Samples of Popular Diabetes Drug Contain Potential Carcinogen, F.D.A. Says

The Food and Drug Administration said traces of a potential carcinogen were found in a sample of a popular diabetes drug manufactured by Merck. This is the latest example of an impurity detected in a top-selling drug.

Millions of people with type 2 diabetes rely on the drug sitagliptin to control high blood sugar levels. Merck markets the drug as Januvia and Janumet. Last year, sitagliptin was Merck’s third-best-selling product with more than $5 billion in revenue.

Despite the impurities found in some batches, the FDA temporarily allows Merck to continue marketing the drug, saying the patient’s urgent medical needs outweigh the risks. patients may be at risk of stopping taking sitagliptin without first consulting a health care professional,” the agency said. in a statement.

Merck, which was the first to detect and report the contamination to regulators, said it was trying to address the issue and was working with health authorities around the world. I have” approved in 2006.

The impurity known as NNTP belongs to a family of nitrosamine compounds that have been found in many pharmaceuticals in recent years.Since 2018, federal regulators have warned the public to: Nitrosamine contamination A sample of the heartburn remedy Zantac rifampin and the Smoking cessation drug Chantix.
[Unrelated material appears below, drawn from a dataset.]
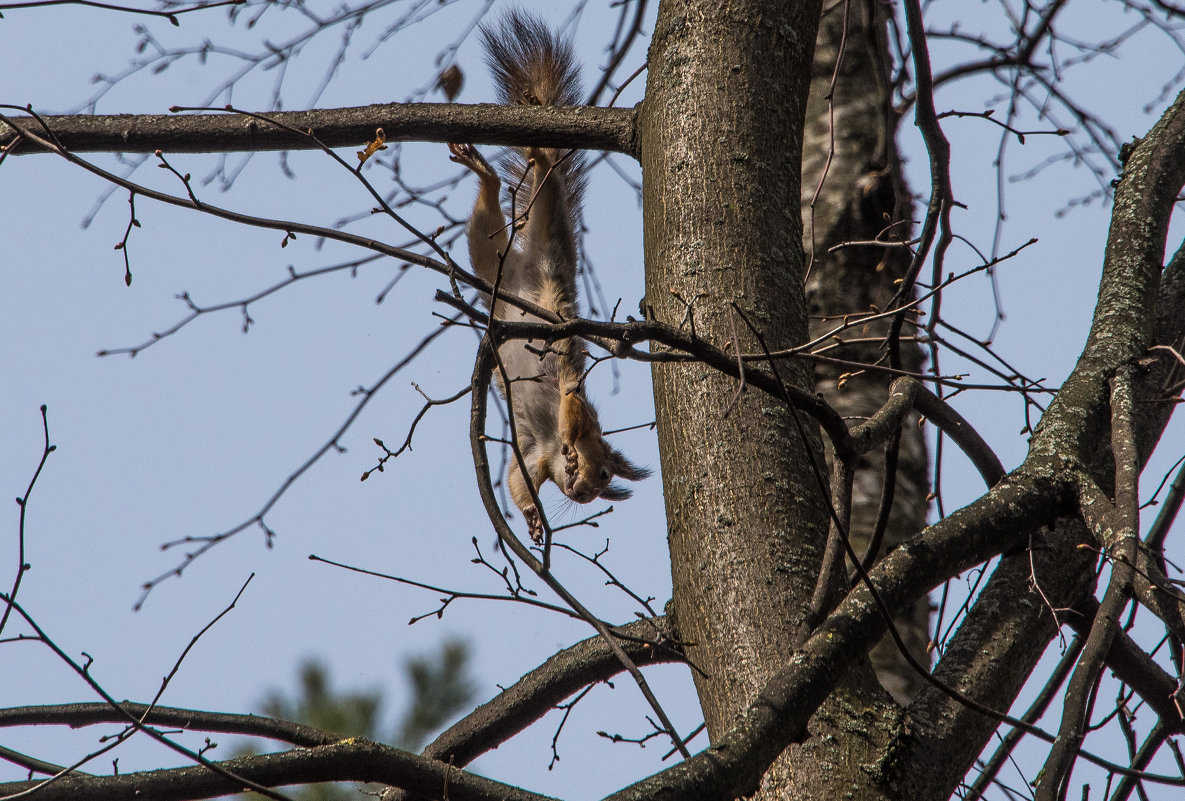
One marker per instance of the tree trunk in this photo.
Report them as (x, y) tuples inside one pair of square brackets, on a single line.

FDA calls NTTP “Possibly human carcinogen, mainly based on laboratory tests. The agency said it lacked data to directly assess the carcinogenicity of NTTP and instead used information on closely related compounds to determine exposure limits. Scientists at our institution set his lifetime exposure to nitrosamines on medication at 37 nanograms per day, while up to 246 nanograms is permissible for sitagliptin for the time being.

In that statement, the FDA called the additional cancer risk “minimal.”